LLD 19 — Right-to-Deletion (RTD) Engine (Wave 4B)
| Field | Value |
|---|---|
| Parent HLD | #456 agent-runtime-wave-4b-enterprise-compliance.md |
| PRD | #380 (P4.8.5) |
| Issue | #462 |
| PR | #477 (merged 2b5ca26) |
| Doc backfill | #478 |
| Milestone | 9 |
| Wave | 4B |
| Size | XL (~2600 LoC impl + tests) |
| Depends on | LLD 18 (#469) classregistry, Wave 1 audit hash-chain |
| Parallel with | LLD 20 retention (#463), LLD 21 SBOM+SIEM (#464) |
Founder decisions (binding, from #380 comment 4254408367):
- Q1 — Audit + usage aggregates: REDACT identifiers, RETAIN aggregate rows. 7-year tax floor trumps GDPR delete.
- Q2 — Dual-control mode: STRICT. A second platform-admin must attest with a one-time HMAC token inside a 72h window. Same-admin attempts are rejected at both the service layer and the DB.

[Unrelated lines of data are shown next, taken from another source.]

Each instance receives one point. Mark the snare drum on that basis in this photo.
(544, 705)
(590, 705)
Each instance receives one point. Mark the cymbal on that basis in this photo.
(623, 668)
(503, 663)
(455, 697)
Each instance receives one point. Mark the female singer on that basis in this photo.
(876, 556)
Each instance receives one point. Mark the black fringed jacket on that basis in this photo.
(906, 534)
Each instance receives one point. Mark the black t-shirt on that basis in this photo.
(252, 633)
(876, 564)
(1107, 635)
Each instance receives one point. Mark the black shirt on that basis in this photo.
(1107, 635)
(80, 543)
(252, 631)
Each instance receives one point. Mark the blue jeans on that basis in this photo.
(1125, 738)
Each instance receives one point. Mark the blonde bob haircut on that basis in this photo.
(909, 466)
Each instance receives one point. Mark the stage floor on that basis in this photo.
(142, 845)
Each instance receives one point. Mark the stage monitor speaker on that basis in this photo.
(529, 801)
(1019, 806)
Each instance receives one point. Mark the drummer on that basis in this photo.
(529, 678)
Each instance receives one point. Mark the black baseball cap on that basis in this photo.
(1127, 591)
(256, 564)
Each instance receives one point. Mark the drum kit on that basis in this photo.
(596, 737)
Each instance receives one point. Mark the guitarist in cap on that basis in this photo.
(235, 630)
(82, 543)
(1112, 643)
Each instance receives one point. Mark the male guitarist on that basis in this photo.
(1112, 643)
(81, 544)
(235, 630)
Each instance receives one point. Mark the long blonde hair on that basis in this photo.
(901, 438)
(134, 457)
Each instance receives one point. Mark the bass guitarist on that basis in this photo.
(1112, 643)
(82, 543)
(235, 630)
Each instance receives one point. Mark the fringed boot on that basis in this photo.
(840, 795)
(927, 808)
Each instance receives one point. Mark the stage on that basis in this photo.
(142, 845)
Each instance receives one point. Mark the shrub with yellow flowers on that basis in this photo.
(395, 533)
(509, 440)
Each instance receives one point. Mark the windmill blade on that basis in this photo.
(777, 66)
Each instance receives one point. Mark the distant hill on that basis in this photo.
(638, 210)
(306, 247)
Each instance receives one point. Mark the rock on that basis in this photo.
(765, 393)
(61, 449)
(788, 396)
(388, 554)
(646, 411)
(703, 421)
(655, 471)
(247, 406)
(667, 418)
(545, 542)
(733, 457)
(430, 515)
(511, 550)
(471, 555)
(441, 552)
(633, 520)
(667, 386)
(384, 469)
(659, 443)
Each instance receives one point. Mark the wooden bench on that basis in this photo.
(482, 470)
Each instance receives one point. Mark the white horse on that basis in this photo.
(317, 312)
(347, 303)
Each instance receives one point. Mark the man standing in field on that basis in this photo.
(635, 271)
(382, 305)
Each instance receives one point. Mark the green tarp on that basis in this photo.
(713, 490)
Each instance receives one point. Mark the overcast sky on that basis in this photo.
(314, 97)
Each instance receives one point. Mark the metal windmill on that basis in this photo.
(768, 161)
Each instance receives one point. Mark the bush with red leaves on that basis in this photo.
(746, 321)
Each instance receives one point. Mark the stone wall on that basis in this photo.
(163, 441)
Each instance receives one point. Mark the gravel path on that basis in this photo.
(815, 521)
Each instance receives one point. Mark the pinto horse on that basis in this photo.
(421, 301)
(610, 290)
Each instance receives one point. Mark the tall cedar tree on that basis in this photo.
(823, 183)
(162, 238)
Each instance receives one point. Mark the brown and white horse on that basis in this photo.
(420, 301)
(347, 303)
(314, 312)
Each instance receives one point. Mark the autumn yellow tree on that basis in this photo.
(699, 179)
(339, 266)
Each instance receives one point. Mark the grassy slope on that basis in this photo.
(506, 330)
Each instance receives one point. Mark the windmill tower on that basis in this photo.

- Q5 — Engine replicas: SINGLE. A PG advisory lock (
upsquad.compliance_engine) is held for the entire daemon lifetime. A rolling restart usesRecreateso the lock transfers cleanly.
This LLD doc was backfilled after PR #477 merged (#478). The shipped code is the authoritative spec; this document is a human-readable companion and auditor trail.
1. Scope
Tenant-initiated, legally-attested purge of personal / operational / secret data across the 55+ scopes registered by LLD 18. The flow is:
RequestDeletion(RPC) ──► AWAITING_ATTESTATION
│
│ AttestDeletion(RPC, different admin, <72h)
▼
QUEUED
│
│ compliance-engine tick (singleton)
▼
RUNNING
│
├─► PURGE (deleters)
│ │
│ ▼
├─► VERIFY (re-scan; loop to PURGE 3x)
│ │
│ ▼
├─► REDACT (audit + usage identifiers)
│ │
│ ▼
└─► CERTIFY (HMAC sign + S3 upload)
│
▼
SUCCEEDED
Every phase writes a row to erasure_phase_log. A crashed daemon restarts with resumeInFlight which re-reads the log and continues from the last non-success entry. The 30-day GDPR SLA is enforced by a per-hour ticker that pages at T-24h and breach-marks at T-0.
2. Data Model (migration 051)
Five tables. RLS on the three tenant-visible ones; platform-scope on the two internal ones.
| Table | Class | RLS | Notes |
|---|---|---|---|
erasure_requests | Personal | yes | State-machine header. erasure_status + erasure_phase enums. |
erasure_phase_log | Audit | yes | Per-phase checkpoint. outcome IN (pending, success, failure, skipped). Cascades on request delete. |
erasure_certificates | Audit | yes | Immutable. REVOKE DELETE FROM PUBLIC. One row per request (UNIQUE). |
audit_redaction_chain | Audit | platform | Parallel hash-chain for REDACT step. Crosses tenant salt so it cannot be RLS-scoped per-tenant. REVOKE UPDATE, DELETE. |
erasure_attestation_tokens | Secret | platform | One-time Q2 tokens. Platform-scoped because only platform-admin can attest. token_sha256_hex is a CHAR(64) SHA-256 hash — the raw token is never persisted. |
Platform-scoped tables (audit_redaction_chain, erasure_attestation_tokens) are on the LLD 18 allow-list so the coverage gate stays green.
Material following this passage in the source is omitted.